Breastmilk: Mother’s Best Gift to Baby and Nature

Quezon City. Citizens’ groups celebrate World Breastfeeding Week (1-7 August 2009) by taking great pride in the huge health and ecological benefits of breastmilk.

In a joint statement, breastfeeding crusader Arugaan and waste and pollution watchdog EcoWaste Coalition assert the supremacy of breastmilk as the most complete and “ first Zero Waste food” readily available for babies.

Ines Fernandez of Arugaan, an affiliate of the International Baby Food Action Network (IBFAN) and the World Alliance for Breastfeeding Action (WABA) extolled breastfeeding as the nature’s way of nurturing humanity.

“It is a natural and renewable resource produced by breasts and containing all the essential nutrients that a baby needs to grow and develop. Unlike commercial infant formulas, breastmilk does not create pollution,” Fernandez said.

“You do not need to clear forest for pasture. You do not have to cut trees for the milk labels, cartons and promotional gimmicks. You do not need to mine mountains to produce tin cans. You do not need bottles and nipples, waste water and fuel, and cause landfill build-up from discarded packaging and feeding gadgets,” she pointed out.

“As trees turn to the sun, babies turn to their mothers’ breasts. Such is the nature’s way,” stated Fernandez, who breastfed her daughter in 1975 and has been an active champion of breastfeeding since 1981.

The EcoWaste Coalition fully agrees with Arugaan as the pro-environment network describes breastmilk as the “first Zero Waste food.”

“As the first Zero Waste food for humans, breastmilk has capably lessened the environmental and climate impacts caused by the production, distribution, marketing, consumption and disposal of so-called breastmilk substitutes and other products linked with their use,” Gigie Cruz of the EcoWaste Coalition and the Global Alliance for Incinerator Alternatives (GAIA).

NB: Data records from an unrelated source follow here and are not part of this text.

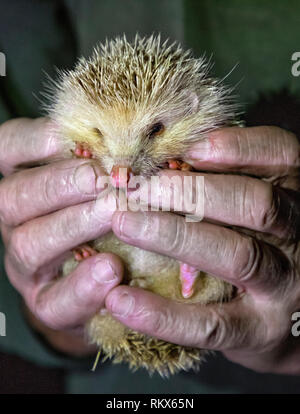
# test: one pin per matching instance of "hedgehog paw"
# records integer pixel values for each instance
(82, 152)
(188, 276)
(179, 165)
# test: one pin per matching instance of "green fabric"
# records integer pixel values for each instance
(38, 35)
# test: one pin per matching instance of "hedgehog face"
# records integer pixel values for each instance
(136, 105)
(140, 140)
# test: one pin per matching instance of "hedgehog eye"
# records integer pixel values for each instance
(156, 129)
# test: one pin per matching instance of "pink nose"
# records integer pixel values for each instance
(120, 176)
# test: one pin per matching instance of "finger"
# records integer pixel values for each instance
(237, 258)
(226, 199)
(70, 301)
(219, 327)
(39, 242)
(42, 190)
(25, 141)
(262, 151)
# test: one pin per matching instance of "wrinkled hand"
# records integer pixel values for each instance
(46, 211)
(255, 328)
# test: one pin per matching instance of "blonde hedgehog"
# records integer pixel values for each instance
(140, 106)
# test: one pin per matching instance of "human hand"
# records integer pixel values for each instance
(254, 329)
(44, 212)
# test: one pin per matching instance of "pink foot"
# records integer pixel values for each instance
(188, 276)
(179, 165)
(83, 252)
(82, 152)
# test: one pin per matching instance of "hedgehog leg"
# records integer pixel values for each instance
(83, 252)
(82, 152)
(188, 276)
(179, 165)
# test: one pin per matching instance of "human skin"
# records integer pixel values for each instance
(44, 215)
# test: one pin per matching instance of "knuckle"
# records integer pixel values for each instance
(215, 331)
(85, 292)
(20, 250)
(178, 238)
(159, 321)
(246, 260)
(8, 205)
(269, 209)
(48, 314)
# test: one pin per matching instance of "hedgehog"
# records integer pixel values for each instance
(139, 106)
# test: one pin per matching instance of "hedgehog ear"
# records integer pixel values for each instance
(194, 102)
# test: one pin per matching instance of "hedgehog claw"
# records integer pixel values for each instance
(82, 152)
(188, 276)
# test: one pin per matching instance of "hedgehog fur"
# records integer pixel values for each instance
(109, 103)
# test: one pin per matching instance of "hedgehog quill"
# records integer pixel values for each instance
(140, 106)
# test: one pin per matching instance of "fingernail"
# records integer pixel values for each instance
(133, 224)
(123, 305)
(103, 272)
(85, 179)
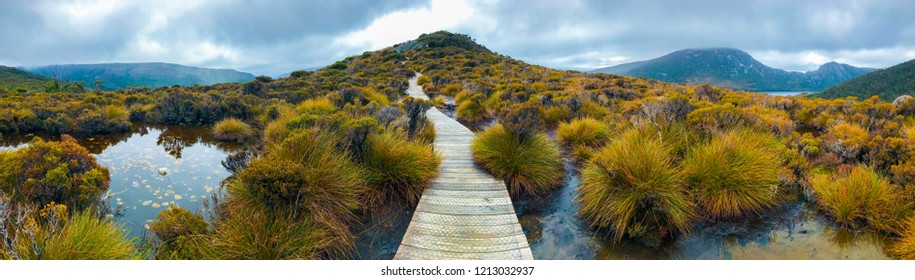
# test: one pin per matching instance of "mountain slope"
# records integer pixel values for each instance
(155, 74)
(733, 68)
(887, 84)
(12, 78)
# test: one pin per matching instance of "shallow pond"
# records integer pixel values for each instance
(188, 157)
(794, 231)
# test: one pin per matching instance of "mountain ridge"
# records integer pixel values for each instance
(733, 68)
(117, 75)
(887, 84)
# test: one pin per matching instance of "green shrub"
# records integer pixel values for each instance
(398, 169)
(232, 129)
(633, 187)
(735, 174)
(586, 131)
(858, 196)
(63, 172)
(532, 166)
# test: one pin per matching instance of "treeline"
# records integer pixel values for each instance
(888, 84)
(688, 153)
(655, 158)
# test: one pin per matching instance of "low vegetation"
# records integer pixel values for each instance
(232, 130)
(528, 166)
(398, 169)
(333, 145)
(734, 174)
(857, 196)
(634, 188)
(45, 172)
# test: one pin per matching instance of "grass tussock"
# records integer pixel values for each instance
(398, 169)
(259, 234)
(232, 129)
(904, 247)
(85, 237)
(583, 132)
(177, 230)
(308, 174)
(632, 186)
(858, 196)
(532, 166)
(471, 109)
(735, 174)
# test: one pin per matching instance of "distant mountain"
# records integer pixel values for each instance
(154, 74)
(12, 78)
(888, 84)
(733, 68)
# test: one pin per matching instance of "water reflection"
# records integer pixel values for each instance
(191, 156)
(793, 231)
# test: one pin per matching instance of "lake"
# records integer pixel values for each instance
(190, 157)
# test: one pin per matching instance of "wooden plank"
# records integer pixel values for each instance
(465, 213)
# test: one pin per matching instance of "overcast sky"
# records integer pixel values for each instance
(274, 37)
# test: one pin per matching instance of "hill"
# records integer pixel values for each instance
(887, 84)
(733, 68)
(154, 74)
(12, 78)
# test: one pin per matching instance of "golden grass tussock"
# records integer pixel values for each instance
(398, 170)
(585, 131)
(734, 174)
(306, 173)
(904, 247)
(83, 237)
(858, 196)
(232, 129)
(633, 187)
(532, 166)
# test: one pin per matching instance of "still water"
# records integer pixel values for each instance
(153, 167)
(794, 231)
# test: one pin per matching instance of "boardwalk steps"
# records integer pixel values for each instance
(465, 213)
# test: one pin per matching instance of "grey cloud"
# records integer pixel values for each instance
(278, 36)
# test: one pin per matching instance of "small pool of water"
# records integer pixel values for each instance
(190, 157)
(793, 231)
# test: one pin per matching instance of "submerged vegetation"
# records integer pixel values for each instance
(735, 174)
(332, 146)
(532, 165)
(233, 130)
(633, 187)
(51, 205)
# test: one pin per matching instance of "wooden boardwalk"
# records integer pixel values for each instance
(466, 213)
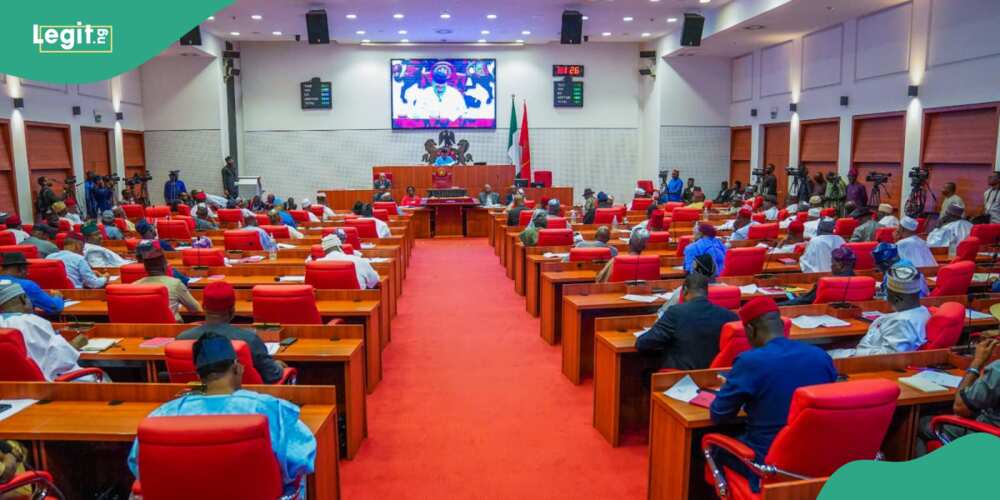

Cruz, who also breastfed her daughter, stressed that the packaging of infant formula consumes huge amounts of tin, paper, plastic and other resources that is unnecessary if only the numerous benefits of breastfeeding are duly recognized and protected.

Arugaan and the EcoWaste Coalition also cited breastfeeding as a necessary strategy to cut the use and the volume of menstrual pads, tampons and diapers being thrown to the bins and onto the country’s teeming dumpsites.

“The tremendous health, ecological, economic and psycho-social benefits of breastfeeding should unite us all in supporting, protecting and promoting our culture of breastfeeding, and in defending it from deceptive advertising and chemical pollution,” the groups said.